SearchGraph

Overview

SearchGraph is a scraping pipeline that searches the internet for answers to a given prompt. It automatically searches for relevant URLs, scrapes them, and merges the results into a comprehensive answer.

Class Signature

class SearchGraph(AbstractGraph):
    def __init__(
        self,
        prompt: str,
        config: dict,
        schema: Optional[Type[BaseModel]] = None
    )

Constructor Parameters

prompt

str

required

The user prompt to search the internet. This will be used both for searching and for extracting information from found pages.

config

dict

required

Configuration parameters for the graph. Must include:

llm: LLM configuration (e.g., {"model": "openai/gpt-4o"})

Optional parameters:

max_results (int): Maximum number of search results to scrape (default: 3)
search_engine (str): Search engine to use (“google”, “bing”, “duckduckgo”)
serper_api_key (str): API key for Serper.dev (for Google search)
verbose (bool): Enable detailed logging
headless (bool): Run browser in headless mode
Other parameters inherited from SmartScraperGraph

schema

Type[BaseModel]

default:"None"

Optional Pydantic model defining the expected output structure.

Attributes

prompt

str

The user’s search and extraction prompt.

config

dict

Configuration dictionary for the graph.

schema

BaseModel

Optional output schema for structured data extraction.

llm_model

object

The configured language model instance.

max_results

int

Maximum number of URLs to scrape from search results.

considered_urls

List[str]

List of URLs that were considered during the search.

Methods

run()

Executes the web scraping and searching process.

def run(self) -> str

return

str

The merged answer from all scraped sources, or “No answer found.” if extraction fails.

get_considered_urls()

Returns the list of URLs that were considered during the search.

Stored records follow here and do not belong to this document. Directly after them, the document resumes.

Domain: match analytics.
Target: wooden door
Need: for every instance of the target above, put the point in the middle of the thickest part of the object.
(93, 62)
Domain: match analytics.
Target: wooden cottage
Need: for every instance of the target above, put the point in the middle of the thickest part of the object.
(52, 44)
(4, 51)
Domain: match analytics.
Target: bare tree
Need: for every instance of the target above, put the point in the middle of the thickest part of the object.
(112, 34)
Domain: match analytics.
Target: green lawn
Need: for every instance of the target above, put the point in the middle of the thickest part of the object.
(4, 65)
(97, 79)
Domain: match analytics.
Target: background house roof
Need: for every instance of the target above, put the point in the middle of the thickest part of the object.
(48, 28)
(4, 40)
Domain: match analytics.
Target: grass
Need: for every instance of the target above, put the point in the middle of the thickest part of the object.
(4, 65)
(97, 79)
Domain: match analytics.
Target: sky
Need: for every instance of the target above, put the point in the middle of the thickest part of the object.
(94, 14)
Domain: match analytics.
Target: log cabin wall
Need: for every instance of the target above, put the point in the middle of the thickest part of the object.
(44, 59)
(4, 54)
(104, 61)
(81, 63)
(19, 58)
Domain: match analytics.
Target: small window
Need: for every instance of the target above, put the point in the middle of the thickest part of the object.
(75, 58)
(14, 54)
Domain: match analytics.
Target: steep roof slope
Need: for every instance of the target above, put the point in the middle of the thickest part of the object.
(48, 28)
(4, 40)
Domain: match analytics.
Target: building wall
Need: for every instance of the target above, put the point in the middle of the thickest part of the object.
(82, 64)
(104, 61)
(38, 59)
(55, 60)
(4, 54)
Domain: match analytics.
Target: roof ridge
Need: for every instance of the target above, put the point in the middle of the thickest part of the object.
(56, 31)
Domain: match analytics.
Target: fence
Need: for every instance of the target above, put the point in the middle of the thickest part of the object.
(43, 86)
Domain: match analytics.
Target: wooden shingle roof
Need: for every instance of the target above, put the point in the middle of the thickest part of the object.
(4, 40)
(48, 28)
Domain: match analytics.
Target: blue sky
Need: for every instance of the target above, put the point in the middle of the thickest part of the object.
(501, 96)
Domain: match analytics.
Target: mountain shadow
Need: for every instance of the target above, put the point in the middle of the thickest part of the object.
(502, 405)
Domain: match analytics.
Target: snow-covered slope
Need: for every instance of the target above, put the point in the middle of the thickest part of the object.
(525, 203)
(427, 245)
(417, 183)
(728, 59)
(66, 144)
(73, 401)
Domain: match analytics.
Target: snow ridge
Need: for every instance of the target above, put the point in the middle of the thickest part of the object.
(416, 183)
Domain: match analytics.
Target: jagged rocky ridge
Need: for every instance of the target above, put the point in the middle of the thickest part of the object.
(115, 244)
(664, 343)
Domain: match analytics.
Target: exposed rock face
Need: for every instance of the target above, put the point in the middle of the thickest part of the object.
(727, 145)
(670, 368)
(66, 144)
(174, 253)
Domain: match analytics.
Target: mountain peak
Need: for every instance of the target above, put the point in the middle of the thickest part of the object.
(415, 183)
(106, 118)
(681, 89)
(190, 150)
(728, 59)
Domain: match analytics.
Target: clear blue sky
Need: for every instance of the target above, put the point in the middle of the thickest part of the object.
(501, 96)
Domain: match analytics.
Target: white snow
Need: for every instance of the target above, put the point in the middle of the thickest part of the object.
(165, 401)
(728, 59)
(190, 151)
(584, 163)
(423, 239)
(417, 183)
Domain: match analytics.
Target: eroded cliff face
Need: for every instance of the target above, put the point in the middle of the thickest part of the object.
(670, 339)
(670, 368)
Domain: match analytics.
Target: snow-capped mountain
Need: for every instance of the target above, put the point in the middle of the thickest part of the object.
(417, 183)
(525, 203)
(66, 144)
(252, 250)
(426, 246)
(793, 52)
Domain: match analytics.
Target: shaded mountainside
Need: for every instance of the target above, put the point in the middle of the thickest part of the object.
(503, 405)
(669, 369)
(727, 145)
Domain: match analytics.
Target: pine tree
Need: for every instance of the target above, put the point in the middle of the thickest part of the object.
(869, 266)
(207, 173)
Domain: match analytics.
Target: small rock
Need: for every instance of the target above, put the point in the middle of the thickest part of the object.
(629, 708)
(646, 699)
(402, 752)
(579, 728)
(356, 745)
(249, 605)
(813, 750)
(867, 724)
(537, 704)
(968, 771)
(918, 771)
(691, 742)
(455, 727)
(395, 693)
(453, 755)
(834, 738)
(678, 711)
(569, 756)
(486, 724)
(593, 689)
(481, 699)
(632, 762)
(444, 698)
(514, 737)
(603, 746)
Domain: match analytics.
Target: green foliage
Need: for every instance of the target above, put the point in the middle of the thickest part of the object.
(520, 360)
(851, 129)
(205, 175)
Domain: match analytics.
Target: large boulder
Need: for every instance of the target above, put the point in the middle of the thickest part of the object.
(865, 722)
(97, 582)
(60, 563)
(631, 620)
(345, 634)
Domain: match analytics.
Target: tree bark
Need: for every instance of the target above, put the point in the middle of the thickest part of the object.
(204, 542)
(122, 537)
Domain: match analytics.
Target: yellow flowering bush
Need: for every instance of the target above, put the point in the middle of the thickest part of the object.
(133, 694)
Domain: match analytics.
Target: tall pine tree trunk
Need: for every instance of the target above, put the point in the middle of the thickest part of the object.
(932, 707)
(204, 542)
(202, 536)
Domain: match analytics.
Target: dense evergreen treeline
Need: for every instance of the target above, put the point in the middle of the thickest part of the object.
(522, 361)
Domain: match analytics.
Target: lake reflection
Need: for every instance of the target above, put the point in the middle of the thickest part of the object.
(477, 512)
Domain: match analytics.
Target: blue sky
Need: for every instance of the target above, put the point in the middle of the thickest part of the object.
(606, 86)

def get_considered_urls(self) -> List[str]

return

List[str]

A list of URLs that were found and scraped during the search process.

Basic Usage

from scrapegraphai.graphs import SearchGraph

graph_config = {
    "llm": {
        "model": "openai/gpt-4o",
        "api_key": "your-api-key"
    },
    "max_results": 5
}

search_graph = SearchGraph(
    prompt="What is Chioggia famous for?",
    config=graph_config
)

result = search_graph.run()
print(result)

# Get the URLs that were scraped
urls = search_graph.get_considered_urls()
print(f"Scraped {len(urls)} URLs:")
for url in urls:
    print(f"  - {url}")

Structured Output with Schema

from pydantic import BaseModel, Field
from typing import List

class Restaurant(BaseModel):
    name: str = Field(description="Restaurant name")
    cuisine: str = Field(description="Type of cuisine")
    rating: float = Field(description="Average rating")
    location: str = Field(description="Address or area")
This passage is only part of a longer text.